TODO.txt

CODE IMPROVEMENTS
=================

- Rewrite the FeatureSelection package:
    - Improve the API of Feature Selection and how we handle different data types.
    - Refactor AbstractCategoricalFeatureSelector and simplify the method calls.
    - Refactor PCA to use Vectors and Matrices instead of arrays.
    - In AbstractCategoricalFeatureSelector and TFIDF we should keep track of the kept columns not the removedColumns.
- Consider dropping all the common.dataobjects and use their internalData directly instead.
- Refactor the statistics package and replace all the static methods with proper inheritance.
- Write generic optimizers instead of having optimization methods in the algorithms. Add the optimizers and regularization packages under mathematics.
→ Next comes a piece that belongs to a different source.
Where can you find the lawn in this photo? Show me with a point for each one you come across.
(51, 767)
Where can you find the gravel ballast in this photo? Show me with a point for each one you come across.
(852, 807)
- Consider moving storages in a separate module that is inherited by common.
- Consider moving all tests in a separate module.
- Run the tests with different configurations (one for each storage engine). Create a profile that runs them all & connect it with CI.


NEW FEATURES
============

- Create the following Numerical Scalers: PercentileScaler.

- Create a storage engine for MapDB 3 once caching & asynchronous writing is supported. Remove the HOTFIX for MapDB bug #664.
- Create a storage engine for BerkeleyDB.
- Add the ability to call Machine Learning algorithms from command line or Python:
    - https://pypi.python.org/pypi/javabridge
    - https://github.com/LeeKamentsky/python-javabridge/
    - https://github.com/fracpete/python-weka-wrapper


DOCUMENTATION
=============

- Improve the code documentation.
- Write How-to blog posts on building Text Classification models.
- Update the website and link directly to the latest and previous documentations.


NEW ALGORITHMS
==============

- Speed up LDA: http://www.cs.ucsb.edu/~mingjia/cs240/doc/273811.pdf
- Factorization Machines: http://www.csie.ntu.edu.tw/~b97053/paper/Rendle2010FM.pdf
- Develop the FunkSVD and PLSI as probabilistic version of SVD.
- Collaborative Filtering for Implicit Feedback Datasets: http://yifanhu.net/PUB/cf.pdf
- Write a Mixture of Gaussians clustering method.
- Include an anomaly detection algorithm.
- Provide a wrapper for DBSCANClusterer and NeuralNet implementations of Maths.
- Add the ability to search through the configuration space and find the best performing algorithmic configuration.


TO CHECK OUT
============

Linear Algebra
--------------

- JBLAS - Linear Algebra for Java:
	https://github.com/mikiobraun/jblas
	http://jblas.org/

Huge Collection libs, DBs and Storage
-------------------------------------

- Vanilla-java - HugeCollections:
    https://code.google.com/p/vanilla-java/wiki/HugeCollections

- Fastutil:
    http://fastutil.di.unimi.it/#install

- Joafip:
    http://joafip.sourceforge.net/javadoc/net/sf/joafip/java/util/PHashMap.html

- Chronicle Map:
    https://github.com/OpenHFT/Chronicle-Map/

- H2 Database:
    http://www.h2database.com/html/main.html